Quid des grandes entreprises chinoises installées en France, comme Huawei ou Xiaomi, alors même que la reprise en Chine semble encore difficile ?
On peut craindre que l’image de la Chine ne sorte dégradée de cette histoire. Au démarrage, nous avons vu une manifestation de solidarité des Français à l’égard des Chinois en plein cœur de la crise, fin janvier-début février, avec des déclarations, l’envoi de matériel etc. Une fois que la vague est arrivée chez nous, nous avons eu de manière réciproque des manifestations de solidarité. Tout partait sur de bonnes bases et puis patatras, nous avons eu cette grand opération de communication lancée, je suppose, par le pouvoir central chinois pour dérouler son narratif et faire passer la Chine comme modèle de gestion de la crise. Cela étant, il oublie certains détails sur le timing et surtout, dans la foulée, attaque de manière frontale et infondée les Français et les Occidentaux de manière générale. Je fais référence aux attaques de l’ambassadeur de Chine en France. J’estime qu’il y a eu un gros couac de la part de Pékin. Ça a fait grand bruit, assez pour qu’un certain nombre de gens soit conscient de cette campagne qui va se révéler contre-productive. Pour ce qui concerne les entreprises, cela peut faire pencher la décision des autorités françaises vers une interdiction du déploiement de la 5G par Huawei. Pour l’instant, le gouvernement français était attentiste. On ne savait pas trop s’il voulait le bloquer ou non, la décision n’était pas prise. Ce qui est à craindre pour les Chinois est que la décision penche du mauvais côté.
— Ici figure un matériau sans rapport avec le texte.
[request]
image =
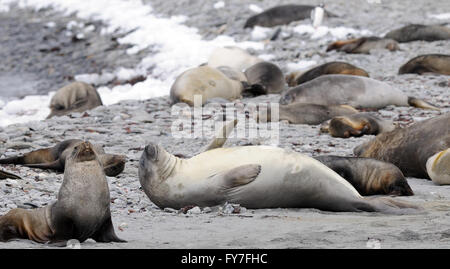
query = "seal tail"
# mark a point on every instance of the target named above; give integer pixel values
(412, 101)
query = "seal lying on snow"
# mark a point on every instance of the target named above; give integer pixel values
(81, 211)
(434, 63)
(55, 158)
(415, 32)
(421, 150)
(75, 97)
(363, 45)
(297, 78)
(280, 15)
(369, 176)
(356, 91)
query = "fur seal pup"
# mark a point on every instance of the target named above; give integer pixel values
(265, 78)
(297, 78)
(358, 124)
(421, 150)
(415, 32)
(434, 63)
(55, 158)
(369, 176)
(233, 57)
(356, 91)
(280, 15)
(82, 210)
(207, 82)
(254, 177)
(363, 45)
(75, 97)
(299, 113)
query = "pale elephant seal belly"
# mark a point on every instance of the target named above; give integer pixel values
(421, 150)
(81, 211)
(253, 176)
(355, 91)
(206, 82)
(75, 97)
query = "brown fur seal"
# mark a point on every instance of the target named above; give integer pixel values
(298, 113)
(369, 176)
(297, 78)
(55, 158)
(82, 210)
(75, 97)
(421, 150)
(415, 32)
(434, 63)
(363, 45)
(206, 82)
(356, 91)
(358, 124)
(265, 78)
(280, 15)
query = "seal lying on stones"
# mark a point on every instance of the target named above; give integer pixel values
(356, 91)
(297, 78)
(369, 176)
(415, 32)
(358, 124)
(434, 63)
(280, 15)
(55, 158)
(363, 45)
(254, 177)
(233, 57)
(75, 97)
(81, 211)
(421, 150)
(206, 82)
(299, 113)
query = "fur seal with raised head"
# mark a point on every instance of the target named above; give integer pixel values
(281, 15)
(206, 82)
(369, 176)
(428, 63)
(363, 45)
(421, 150)
(356, 91)
(358, 124)
(342, 68)
(82, 210)
(75, 97)
(415, 32)
(55, 158)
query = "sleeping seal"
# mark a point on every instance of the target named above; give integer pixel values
(55, 158)
(81, 211)
(254, 177)
(358, 124)
(297, 78)
(415, 32)
(434, 63)
(280, 15)
(207, 82)
(363, 45)
(369, 176)
(75, 97)
(356, 91)
(421, 150)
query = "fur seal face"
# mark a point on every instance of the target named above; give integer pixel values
(364, 45)
(434, 63)
(265, 76)
(75, 97)
(297, 78)
(414, 32)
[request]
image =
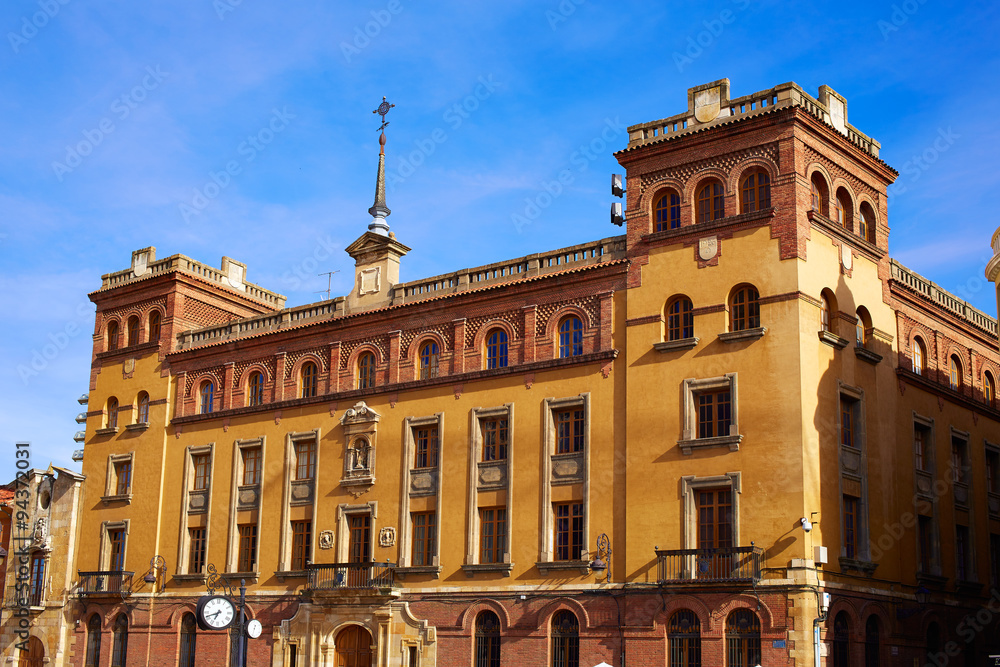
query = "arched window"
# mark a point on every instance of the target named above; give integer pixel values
(487, 640)
(873, 650)
(841, 641)
(429, 355)
(366, 370)
(744, 309)
(844, 214)
(919, 354)
(711, 202)
(112, 331)
(93, 657)
(189, 640)
(668, 211)
(680, 318)
(684, 635)
(496, 349)
(862, 327)
(955, 373)
(207, 396)
(565, 640)
(824, 313)
(133, 330)
(309, 379)
(112, 412)
(570, 337)
(755, 191)
(119, 651)
(866, 226)
(743, 638)
(154, 326)
(820, 194)
(255, 389)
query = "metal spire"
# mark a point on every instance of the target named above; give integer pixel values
(379, 210)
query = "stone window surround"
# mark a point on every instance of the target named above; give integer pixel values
(551, 406)
(343, 538)
(405, 539)
(862, 530)
(291, 465)
(105, 556)
(184, 537)
(472, 563)
(690, 388)
(111, 483)
(690, 485)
De nombreuses entreprises françaises pensent également à relocaliser. Faut-il le voir comme une crainte vis-à-vis de la production chinoise ?
On s’est rendu compte qu’on est allé trop loin dans la sous-traitance. Quand la Chine est le seul producteur de certaines pièces détachées ou composants et qu’elle s’arrête, tout s’arrête. Il faut diversifier les sources d’approvisionnement. Ce n’est pas antichinois, c’est simplement pour essayer de réduire la vulnérabilité des chaînes de valeur.
Où en est l’importation aujourd’hui ?
Je suis sceptique quant aux annonces selon lesquelles l’économie chinoise reprend du tonnerre. Apparemment, la consommation en Chine est très molle et la Chine dépend en partie des exportations, or, les gros marchés européen et américain sont plus ou moins à l’arrêt.
Les consommateurs vont-ils bouder les produits chinois ?
Est-ce que les consommateurs vont se mettre à acheter des Samsung plutôt que des Huawei ? Je ne sais pas. Je ne sais pas à quel point la dégradation de l’image de la Chine a percolé dans la population. Je ne suis pas sûre que le consommateur lambda s’arrête de consommer chinois, car ce qu’il regarde en premier c’est le prix. On l’a déjà vu dans le passé. Ceux qui râlent contre les Chinois sont les premiers à acheter les produits pas chers venus de Chine. Il y a un peu une incohérence.